Novos caminhos para o futuro

dezembro 2022

Eliane Xunakalo é uma mulher do seu tempo. Percebeu que para manter sua cultura viva e as terras de seus ancestrais intocadas era preciso estar atenta à contemporaneidade e aos movimentos do mundo. Ultimamente, tem se dedicado a estudar créditos de carbono – algo que até outro dia não lhe diria respeito e que muita gente boa desconhece. “Em 2016, já tinha feito pós em Direito Administrativo e Administração Pública, porque entendo que a gente precisa compreender como funciona a estrutura do poder público para poder cobrar. Não basta saber os direitos, tem que conhecer os caminhos”, diz ela, mais uma liderança feminina emergente do movimento indígena e uma fé no futuro. Anotem o nome.

Mãe de três filhos, de 10, 5 e 3 anos, e quatro cachorros, Eliane é Bakairi. Esse povo originário do Cerrado mato-grossense está no meio do maior fogo cerrado: o direto, que vem destruindo o segundo maior bioma brasileiro com incêndios cada vez maiores e constantes; e o que ricocheteia na Amazônia, ao abrir caminho para invasores – os Bakairi vivem em duas terras nos arredores do Parque Nacional do Xingu. Depois de uma eleição difícil, em que enfrentou uma oposição violenta, Eliane foi eleita a primeira presidenta da Federação dos Povos e Organizações Indígenas de Mato Grosso (Fepoimt). Uma vitória histórica.

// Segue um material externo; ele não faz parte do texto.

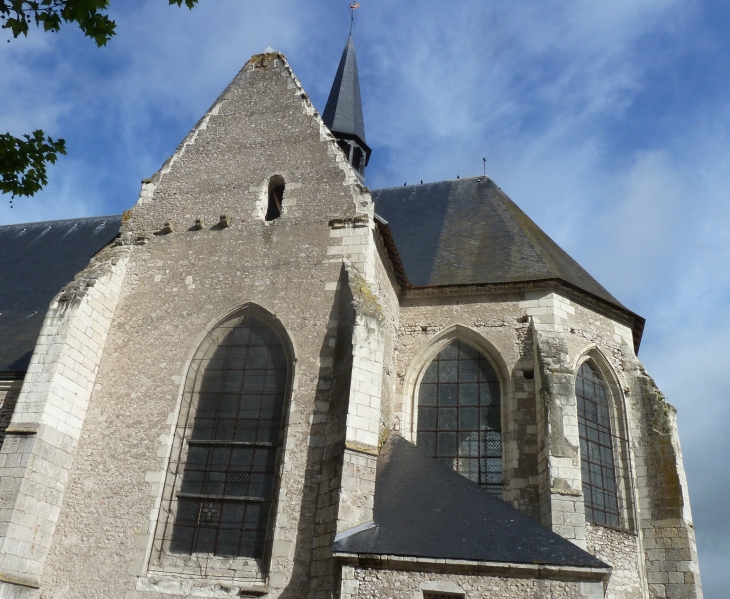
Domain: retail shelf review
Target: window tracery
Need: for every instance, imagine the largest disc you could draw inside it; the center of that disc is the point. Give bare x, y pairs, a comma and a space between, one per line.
222, 475
598, 466
459, 415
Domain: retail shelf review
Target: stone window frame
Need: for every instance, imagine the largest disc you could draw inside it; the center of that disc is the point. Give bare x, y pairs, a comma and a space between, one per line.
623, 467
219, 568
262, 200
419, 363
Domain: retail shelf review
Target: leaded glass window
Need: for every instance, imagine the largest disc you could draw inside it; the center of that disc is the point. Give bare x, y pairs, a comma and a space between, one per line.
232, 436
459, 415
596, 447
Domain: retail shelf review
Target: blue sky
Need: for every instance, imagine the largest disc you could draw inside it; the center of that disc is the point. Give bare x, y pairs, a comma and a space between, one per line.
608, 123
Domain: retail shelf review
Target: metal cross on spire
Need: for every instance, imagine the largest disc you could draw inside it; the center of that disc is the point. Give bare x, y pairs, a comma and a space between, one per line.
353, 6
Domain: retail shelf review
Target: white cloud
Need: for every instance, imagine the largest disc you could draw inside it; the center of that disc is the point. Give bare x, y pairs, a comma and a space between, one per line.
542, 89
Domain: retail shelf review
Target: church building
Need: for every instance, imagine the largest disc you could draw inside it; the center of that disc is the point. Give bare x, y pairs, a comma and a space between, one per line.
267, 380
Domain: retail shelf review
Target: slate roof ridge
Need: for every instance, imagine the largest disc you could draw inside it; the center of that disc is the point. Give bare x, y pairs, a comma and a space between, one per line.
423, 508
479, 177
61, 221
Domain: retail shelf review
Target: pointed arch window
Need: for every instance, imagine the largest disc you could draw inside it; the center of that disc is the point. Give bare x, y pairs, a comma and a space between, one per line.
223, 471
459, 415
598, 468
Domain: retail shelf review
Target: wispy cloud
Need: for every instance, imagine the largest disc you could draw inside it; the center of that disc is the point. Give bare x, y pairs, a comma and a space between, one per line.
606, 122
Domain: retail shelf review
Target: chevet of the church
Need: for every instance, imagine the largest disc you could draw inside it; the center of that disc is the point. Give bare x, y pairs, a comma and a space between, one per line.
267, 380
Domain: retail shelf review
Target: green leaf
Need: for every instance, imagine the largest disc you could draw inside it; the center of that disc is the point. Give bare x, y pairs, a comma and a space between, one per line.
23, 162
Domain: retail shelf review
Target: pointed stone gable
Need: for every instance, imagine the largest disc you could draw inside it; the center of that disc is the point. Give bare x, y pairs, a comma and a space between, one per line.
262, 125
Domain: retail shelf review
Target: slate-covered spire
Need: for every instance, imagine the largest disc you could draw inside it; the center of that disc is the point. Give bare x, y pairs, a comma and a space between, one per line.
343, 112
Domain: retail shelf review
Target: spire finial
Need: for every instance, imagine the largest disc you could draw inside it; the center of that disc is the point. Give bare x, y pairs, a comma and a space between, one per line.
343, 112
353, 6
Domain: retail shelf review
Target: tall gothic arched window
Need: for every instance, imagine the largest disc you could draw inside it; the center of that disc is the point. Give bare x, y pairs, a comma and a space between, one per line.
229, 439
598, 470
459, 415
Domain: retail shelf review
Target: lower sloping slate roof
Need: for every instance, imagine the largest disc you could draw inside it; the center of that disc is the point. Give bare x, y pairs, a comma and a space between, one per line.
467, 232
425, 509
36, 260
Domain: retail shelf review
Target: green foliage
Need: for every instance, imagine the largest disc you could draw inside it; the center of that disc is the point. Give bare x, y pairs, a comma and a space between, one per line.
17, 15
23, 162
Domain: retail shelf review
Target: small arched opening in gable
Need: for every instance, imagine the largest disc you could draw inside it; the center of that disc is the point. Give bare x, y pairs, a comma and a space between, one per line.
275, 197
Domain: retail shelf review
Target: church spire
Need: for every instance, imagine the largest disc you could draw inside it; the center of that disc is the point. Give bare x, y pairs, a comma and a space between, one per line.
343, 112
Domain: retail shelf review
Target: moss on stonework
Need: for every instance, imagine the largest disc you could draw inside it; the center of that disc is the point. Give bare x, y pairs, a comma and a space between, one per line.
661, 456
366, 303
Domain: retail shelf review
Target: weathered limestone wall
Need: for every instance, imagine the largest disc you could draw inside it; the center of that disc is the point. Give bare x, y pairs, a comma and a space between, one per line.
179, 284
360, 394
9, 392
496, 325
621, 550
665, 516
40, 443
561, 496
367, 583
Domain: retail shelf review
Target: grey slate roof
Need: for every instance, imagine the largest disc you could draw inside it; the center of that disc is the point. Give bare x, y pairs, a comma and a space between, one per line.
343, 111
36, 260
468, 231
425, 509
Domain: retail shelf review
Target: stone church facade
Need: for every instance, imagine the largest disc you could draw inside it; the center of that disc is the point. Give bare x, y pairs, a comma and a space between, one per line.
275, 382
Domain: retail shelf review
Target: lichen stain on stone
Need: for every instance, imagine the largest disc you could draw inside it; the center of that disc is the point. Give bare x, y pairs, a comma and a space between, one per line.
263, 61
661, 457
365, 301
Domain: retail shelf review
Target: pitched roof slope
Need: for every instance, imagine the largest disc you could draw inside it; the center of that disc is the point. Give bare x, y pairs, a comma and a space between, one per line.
425, 509
36, 260
469, 232
343, 111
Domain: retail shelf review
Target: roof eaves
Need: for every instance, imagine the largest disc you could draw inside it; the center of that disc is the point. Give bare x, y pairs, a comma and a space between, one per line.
393, 255
507, 569
638, 322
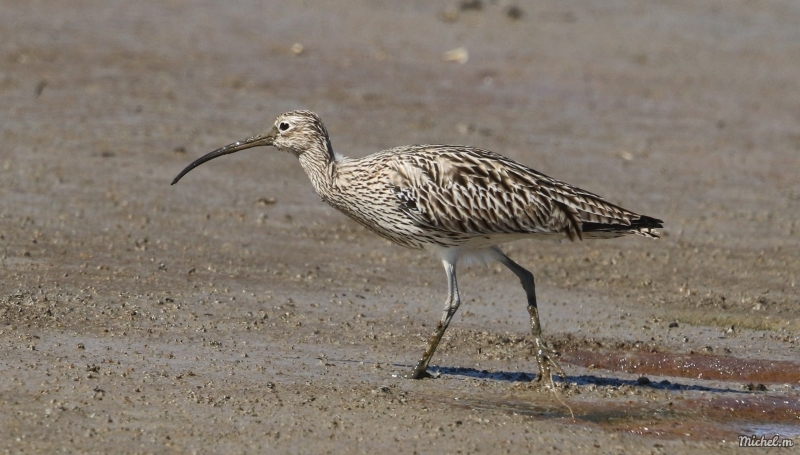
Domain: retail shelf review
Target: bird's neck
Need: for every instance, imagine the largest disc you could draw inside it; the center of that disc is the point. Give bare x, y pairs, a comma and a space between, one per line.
320, 165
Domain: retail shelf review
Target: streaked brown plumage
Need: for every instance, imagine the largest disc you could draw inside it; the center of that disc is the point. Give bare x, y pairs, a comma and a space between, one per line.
456, 201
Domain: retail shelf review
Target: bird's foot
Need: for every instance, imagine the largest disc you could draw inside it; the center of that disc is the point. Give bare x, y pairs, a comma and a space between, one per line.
545, 357
418, 374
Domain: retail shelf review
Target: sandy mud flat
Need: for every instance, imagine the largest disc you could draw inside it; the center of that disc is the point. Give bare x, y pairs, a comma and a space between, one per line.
236, 313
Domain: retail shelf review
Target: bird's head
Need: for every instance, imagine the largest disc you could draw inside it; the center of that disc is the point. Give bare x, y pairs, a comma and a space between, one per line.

A votação foi apertada e deixou sequelas. Guerreira que usa a doçura como arma, Eliane prega a conciliação. “Nós, povos indígenas não podemos ser inimigos. Estamos pregando diálogo, união e consenso. Não vamos excluir nenhum povo que pensa diferente da gente, pelo contrário. Foi com essa proposta que nos apresentamos, que fomos eleitos e que vamos trabalhar. Nossa palavra é consulta transparência, protagonismo e força”, diz ela, demonstrando grande maturidade para os seus 36 anos, um contraste com autoridades mais velhas, que perecem crianças.

A Fepoimt foi criada em 2017, representa os 43 povos indígenas do estado. O próprio Cacique Kayapó Raoni se empenhou na campanha. Eliane Xunakalo irá enfrentar pedreiras à frente da federação. O poder mudou de mãos a nível federal, mas permaneceu nas mesmas em Mato Grosso. O governador, um senador e 18 dos 24 deputados estaduais mato-grossenses foram reeleitos. Ela tentou uma vaga na assembleia estadual, mas não foi eleita. “Tive 4.046 votos. São votos importantes porque são limpos e abrem caminhos. Pela falta de recursos e de experiência analiso como um resultado positivo. E sou a primeira indígena eleita como suplente na Assembleia. É um resultado histórico”, analisa.

O fato de ter ao seu lado outras mulheres corajosas como ela é outro motivo de otimismo: Eliane é vice-presidente da União das Mulheres Indígenas da Amazônia Brasileiras (Amiab) e cofundadora da Articulação Nacional Das Mulheres Indígenas Guerreiras da Ancestralidade (Anmiga), além de ser sou assessora de articulação política e para questões climáticas da Takná, instituição que tem 13 anos e trabalha com os direitos das mulheres indígenas no Mato Grosso.

Mas Eliane nunca esteve sozinha. O marido apoia seu trabalho desde o começo e ela também foi incentivada a estudar por seu povo, pelas lideranças e anciões da sua aldeia. Quando estudou em Cuiabá, aprendeu com o movimento estudantil que era preciso levar a voz do movimento indígena a todos os recantos do planeta. “Nós não somos o atraso. Nós somos os guardiões do bioma, somos os guardiões do futuro. Precisamos que quem está no poder entenda isso”, diz Eliane Xunakalo. O Mato Grosso é a nossa primeira linha de defesa contra a destruição da Amazônia. A tarefa está em boas mãos, mas a Fepoimt precisa do apoio de todos nós.